The continent of Africa has historically struggled to grow its manufacturing base. That appears to be starting to change in the textile and garment industries. As the Wall Street Journal notes, Africa is now being viewed by some companies as a low-cost competitor to countries like China, Vietnam and Bangladesh.
According to the International Labor Organization, garment industry wages in Ethiopia run about $21 a month. That’s compared to $67 in Bangladesh and much higher in China.
Steve Lamar is with the American Apparel and Footwear Association.

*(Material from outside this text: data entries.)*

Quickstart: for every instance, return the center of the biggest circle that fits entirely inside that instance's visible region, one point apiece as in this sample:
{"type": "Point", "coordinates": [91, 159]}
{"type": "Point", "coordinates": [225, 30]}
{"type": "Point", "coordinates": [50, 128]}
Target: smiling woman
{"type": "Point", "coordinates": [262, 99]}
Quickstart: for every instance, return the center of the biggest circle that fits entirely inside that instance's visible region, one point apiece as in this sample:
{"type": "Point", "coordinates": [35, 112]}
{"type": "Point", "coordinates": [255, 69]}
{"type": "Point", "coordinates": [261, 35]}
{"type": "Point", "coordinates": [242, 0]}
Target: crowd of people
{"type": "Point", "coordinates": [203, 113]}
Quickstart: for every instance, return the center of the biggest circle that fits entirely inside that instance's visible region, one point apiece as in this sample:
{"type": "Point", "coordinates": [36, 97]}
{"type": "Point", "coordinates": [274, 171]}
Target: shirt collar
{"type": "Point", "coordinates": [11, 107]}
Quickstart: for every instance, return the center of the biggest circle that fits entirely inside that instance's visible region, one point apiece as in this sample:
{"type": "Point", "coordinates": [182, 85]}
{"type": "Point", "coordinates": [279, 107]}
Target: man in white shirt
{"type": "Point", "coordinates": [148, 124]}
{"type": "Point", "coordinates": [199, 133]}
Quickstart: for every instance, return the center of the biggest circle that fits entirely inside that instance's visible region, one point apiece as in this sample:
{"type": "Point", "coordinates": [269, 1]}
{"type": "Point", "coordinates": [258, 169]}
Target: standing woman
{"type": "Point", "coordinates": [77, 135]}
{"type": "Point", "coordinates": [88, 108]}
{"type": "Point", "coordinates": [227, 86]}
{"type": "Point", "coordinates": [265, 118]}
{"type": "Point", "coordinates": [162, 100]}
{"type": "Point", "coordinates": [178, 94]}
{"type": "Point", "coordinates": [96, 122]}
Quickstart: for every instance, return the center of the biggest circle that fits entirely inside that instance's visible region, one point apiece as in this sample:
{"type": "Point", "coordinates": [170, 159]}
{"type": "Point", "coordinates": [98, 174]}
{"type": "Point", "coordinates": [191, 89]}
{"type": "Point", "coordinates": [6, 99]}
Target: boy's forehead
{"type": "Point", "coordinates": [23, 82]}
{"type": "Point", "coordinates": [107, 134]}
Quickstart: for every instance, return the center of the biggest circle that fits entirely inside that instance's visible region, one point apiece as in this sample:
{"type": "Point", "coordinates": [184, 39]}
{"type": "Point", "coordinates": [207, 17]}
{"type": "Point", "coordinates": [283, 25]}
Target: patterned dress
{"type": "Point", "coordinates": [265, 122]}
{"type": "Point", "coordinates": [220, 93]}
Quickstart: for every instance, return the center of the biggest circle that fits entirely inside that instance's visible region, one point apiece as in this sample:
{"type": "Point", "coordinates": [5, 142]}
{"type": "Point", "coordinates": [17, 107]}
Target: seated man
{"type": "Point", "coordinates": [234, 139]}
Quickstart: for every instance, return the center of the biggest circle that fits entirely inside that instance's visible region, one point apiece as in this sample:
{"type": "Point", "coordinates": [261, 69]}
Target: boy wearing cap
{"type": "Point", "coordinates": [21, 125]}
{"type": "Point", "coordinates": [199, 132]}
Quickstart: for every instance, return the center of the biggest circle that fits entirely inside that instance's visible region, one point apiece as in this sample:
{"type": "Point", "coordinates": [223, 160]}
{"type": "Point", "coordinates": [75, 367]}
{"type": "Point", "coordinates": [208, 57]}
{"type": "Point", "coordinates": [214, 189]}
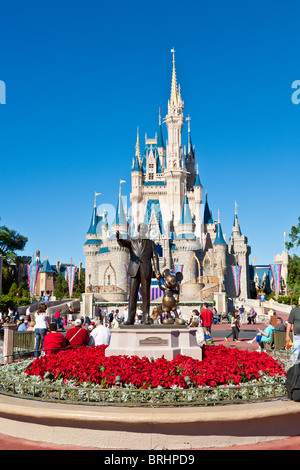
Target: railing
{"type": "Point", "coordinates": [123, 396]}
{"type": "Point", "coordinates": [24, 341]}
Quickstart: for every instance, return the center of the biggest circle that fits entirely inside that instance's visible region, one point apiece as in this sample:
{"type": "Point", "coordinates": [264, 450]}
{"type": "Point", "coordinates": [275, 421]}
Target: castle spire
{"type": "Point", "coordinates": [137, 147]}
{"type": "Point", "coordinates": [160, 139]}
{"type": "Point", "coordinates": [219, 240]}
{"type": "Point", "coordinates": [236, 222]}
{"type": "Point", "coordinates": [173, 99]}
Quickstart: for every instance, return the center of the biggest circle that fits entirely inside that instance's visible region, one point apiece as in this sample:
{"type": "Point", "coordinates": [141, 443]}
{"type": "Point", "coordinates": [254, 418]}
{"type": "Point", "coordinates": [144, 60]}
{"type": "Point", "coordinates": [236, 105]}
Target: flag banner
{"type": "Point", "coordinates": [236, 272]}
{"type": "Point", "coordinates": [71, 271]}
{"type": "Point", "coordinates": [32, 272]}
{"type": "Point", "coordinates": [276, 275]}
{"type": "Point", "coordinates": [128, 278]}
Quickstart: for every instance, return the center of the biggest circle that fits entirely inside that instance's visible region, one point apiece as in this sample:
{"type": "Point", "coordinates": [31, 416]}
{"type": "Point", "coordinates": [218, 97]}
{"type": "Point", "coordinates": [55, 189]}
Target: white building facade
{"type": "Point", "coordinates": [167, 195]}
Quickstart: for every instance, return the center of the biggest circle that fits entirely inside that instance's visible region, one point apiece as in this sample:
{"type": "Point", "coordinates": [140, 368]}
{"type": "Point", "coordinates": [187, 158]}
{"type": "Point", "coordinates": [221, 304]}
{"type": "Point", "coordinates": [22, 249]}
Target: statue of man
{"type": "Point", "coordinates": [142, 252]}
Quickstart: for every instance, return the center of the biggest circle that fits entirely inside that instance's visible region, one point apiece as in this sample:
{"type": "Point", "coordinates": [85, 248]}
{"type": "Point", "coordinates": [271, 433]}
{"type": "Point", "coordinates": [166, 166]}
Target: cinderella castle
{"type": "Point", "coordinates": [167, 195]}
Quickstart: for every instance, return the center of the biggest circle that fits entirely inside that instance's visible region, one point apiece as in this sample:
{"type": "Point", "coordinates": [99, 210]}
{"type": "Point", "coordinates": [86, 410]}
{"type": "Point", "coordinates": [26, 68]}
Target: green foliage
{"type": "Point", "coordinates": [5, 302]}
{"type": "Point", "coordinates": [10, 242]}
{"type": "Point", "coordinates": [293, 278]}
{"type": "Point", "coordinates": [62, 290]}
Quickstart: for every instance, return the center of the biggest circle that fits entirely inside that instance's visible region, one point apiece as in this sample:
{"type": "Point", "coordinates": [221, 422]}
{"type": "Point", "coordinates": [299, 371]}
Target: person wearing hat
{"type": "Point", "coordinates": [78, 336]}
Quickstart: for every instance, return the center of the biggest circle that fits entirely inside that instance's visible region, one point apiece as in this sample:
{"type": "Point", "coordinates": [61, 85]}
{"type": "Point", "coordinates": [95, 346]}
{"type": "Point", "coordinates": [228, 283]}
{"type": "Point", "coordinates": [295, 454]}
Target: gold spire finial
{"type": "Point", "coordinates": [137, 147]}
{"type": "Point", "coordinates": [96, 194]}
{"type": "Point", "coordinates": [121, 181]}
{"type": "Point", "coordinates": [173, 99]}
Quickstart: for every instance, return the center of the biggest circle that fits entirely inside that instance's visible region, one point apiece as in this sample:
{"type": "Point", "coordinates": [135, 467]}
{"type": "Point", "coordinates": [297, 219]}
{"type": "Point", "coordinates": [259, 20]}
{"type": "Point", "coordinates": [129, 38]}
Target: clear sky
{"type": "Point", "coordinates": [80, 77]}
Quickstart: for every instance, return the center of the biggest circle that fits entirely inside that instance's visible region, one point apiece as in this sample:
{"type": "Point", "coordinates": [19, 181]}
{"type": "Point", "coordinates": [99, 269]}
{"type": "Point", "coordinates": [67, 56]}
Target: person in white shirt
{"type": "Point", "coordinates": [125, 315]}
{"type": "Point", "coordinates": [100, 334]}
{"type": "Point", "coordinates": [40, 329]}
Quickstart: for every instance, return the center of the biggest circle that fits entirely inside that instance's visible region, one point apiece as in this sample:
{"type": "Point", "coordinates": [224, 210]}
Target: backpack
{"type": "Point", "coordinates": [293, 382]}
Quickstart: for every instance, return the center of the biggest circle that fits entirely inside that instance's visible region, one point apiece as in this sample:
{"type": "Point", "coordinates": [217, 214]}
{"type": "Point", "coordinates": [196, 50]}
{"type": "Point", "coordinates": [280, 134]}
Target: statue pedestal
{"type": "Point", "coordinates": [154, 341]}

He says countries like Ethiopia and Kenya have been successful to integrating industries up and down the textile supply chain.
“The ability to transform from fiber through yarn and into fabric and garment,” Lamar says, “that will become an additional magnet for more sourcing from Africa.”

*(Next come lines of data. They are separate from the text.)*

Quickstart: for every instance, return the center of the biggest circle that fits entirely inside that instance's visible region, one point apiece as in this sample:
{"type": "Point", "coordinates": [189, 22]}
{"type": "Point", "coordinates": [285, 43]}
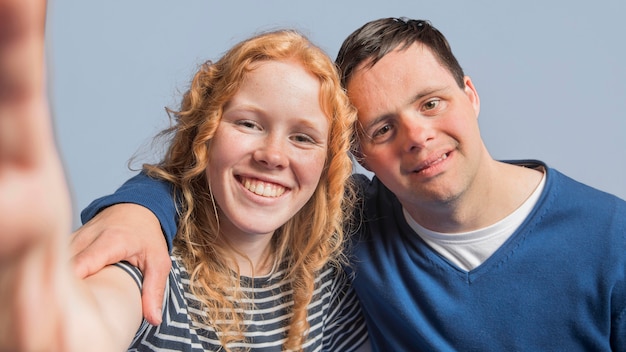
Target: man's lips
{"type": "Point", "coordinates": [430, 163]}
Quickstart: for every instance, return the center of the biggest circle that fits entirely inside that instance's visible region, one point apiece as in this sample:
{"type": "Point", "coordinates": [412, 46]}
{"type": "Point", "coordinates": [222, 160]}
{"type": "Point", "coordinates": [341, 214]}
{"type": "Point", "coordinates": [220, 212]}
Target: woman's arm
{"type": "Point", "coordinates": [43, 306]}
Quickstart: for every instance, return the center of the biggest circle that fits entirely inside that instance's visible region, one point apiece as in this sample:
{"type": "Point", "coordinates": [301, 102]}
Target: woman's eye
{"type": "Point", "coordinates": [303, 138]}
{"type": "Point", "coordinates": [431, 104]}
{"type": "Point", "coordinates": [247, 124]}
{"type": "Point", "coordinates": [381, 132]}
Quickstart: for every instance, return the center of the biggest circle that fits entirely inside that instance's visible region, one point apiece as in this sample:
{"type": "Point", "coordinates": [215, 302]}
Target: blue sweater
{"type": "Point", "coordinates": [557, 284]}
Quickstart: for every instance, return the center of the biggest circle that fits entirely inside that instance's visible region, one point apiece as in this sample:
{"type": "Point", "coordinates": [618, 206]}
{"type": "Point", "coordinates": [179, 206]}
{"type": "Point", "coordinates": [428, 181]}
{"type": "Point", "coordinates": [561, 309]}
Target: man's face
{"type": "Point", "coordinates": [420, 129]}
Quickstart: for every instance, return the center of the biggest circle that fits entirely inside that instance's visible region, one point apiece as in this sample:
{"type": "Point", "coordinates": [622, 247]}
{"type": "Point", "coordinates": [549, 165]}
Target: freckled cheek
{"type": "Point", "coordinates": [309, 168]}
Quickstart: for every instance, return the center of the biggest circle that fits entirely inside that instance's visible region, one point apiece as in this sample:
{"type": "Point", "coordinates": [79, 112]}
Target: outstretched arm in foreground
{"type": "Point", "coordinates": [42, 305]}
{"type": "Point", "coordinates": [125, 226]}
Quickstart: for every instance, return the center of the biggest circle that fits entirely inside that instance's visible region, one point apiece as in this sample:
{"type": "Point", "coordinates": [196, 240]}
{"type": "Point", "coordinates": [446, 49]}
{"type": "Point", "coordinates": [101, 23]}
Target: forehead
{"type": "Point", "coordinates": [398, 76]}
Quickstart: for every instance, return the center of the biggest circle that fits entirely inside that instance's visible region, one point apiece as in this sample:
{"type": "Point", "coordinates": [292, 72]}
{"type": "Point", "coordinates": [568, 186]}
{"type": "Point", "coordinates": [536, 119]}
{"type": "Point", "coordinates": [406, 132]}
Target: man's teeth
{"type": "Point", "coordinates": [263, 188]}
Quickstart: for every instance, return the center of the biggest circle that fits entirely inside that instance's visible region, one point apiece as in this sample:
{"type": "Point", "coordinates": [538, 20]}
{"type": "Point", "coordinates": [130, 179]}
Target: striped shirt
{"type": "Point", "coordinates": [334, 315]}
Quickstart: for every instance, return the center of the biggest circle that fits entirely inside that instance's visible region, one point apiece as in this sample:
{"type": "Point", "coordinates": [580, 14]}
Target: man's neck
{"type": "Point", "coordinates": [490, 199]}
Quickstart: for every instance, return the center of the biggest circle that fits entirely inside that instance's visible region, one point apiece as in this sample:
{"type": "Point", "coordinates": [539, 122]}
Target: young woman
{"type": "Point", "coordinates": [259, 162]}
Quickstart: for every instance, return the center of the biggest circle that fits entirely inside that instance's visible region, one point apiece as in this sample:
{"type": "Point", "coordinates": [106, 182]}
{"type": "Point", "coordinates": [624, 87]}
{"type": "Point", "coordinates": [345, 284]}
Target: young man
{"type": "Point", "coordinates": [455, 250]}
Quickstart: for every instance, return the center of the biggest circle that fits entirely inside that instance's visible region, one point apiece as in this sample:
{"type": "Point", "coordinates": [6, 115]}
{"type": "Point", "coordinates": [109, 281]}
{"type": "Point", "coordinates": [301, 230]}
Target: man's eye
{"type": "Point", "coordinates": [381, 131]}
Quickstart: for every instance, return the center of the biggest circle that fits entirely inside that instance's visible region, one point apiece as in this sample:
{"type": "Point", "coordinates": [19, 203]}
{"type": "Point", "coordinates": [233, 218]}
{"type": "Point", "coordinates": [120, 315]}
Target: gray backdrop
{"type": "Point", "coordinates": [551, 74]}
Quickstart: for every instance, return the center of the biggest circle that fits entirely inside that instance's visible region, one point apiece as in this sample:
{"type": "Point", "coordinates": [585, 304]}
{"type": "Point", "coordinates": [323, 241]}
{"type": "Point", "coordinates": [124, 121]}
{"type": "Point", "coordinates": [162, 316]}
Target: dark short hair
{"type": "Point", "coordinates": [377, 38]}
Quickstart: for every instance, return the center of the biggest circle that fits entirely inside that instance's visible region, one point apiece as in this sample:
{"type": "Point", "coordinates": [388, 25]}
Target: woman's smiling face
{"type": "Point", "coordinates": [269, 150]}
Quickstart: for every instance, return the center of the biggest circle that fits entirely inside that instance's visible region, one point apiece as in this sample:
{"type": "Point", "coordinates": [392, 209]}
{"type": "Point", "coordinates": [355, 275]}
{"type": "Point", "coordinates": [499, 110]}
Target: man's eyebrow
{"type": "Point", "coordinates": [410, 101]}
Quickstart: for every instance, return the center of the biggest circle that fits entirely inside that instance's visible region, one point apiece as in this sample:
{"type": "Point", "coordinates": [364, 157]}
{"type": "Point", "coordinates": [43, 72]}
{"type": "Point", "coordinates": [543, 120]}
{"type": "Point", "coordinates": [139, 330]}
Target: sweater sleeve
{"type": "Point", "coordinates": [156, 195]}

Another driver of the growth in the African textile industry are rising costs in Asia.
“You know, costs in China, which is the world’s largest apparel manufacturer by far, have been going up,” says Kimberly Elliot, a senior fellow with the Center for Global Development. “Wages in particular have been going up for several years now.”
China and Vietnam still account for over 50 percent of all U.S. clothing imports, and Elliot doesn’t expect that to change any time soon. “This shift is still pretty small, the numbers are still pretty small relative to the global textile and apparel market.”
Labor aside, Elliot notes that other costs, such as electricity, water and transportation, can be quite high in Africa.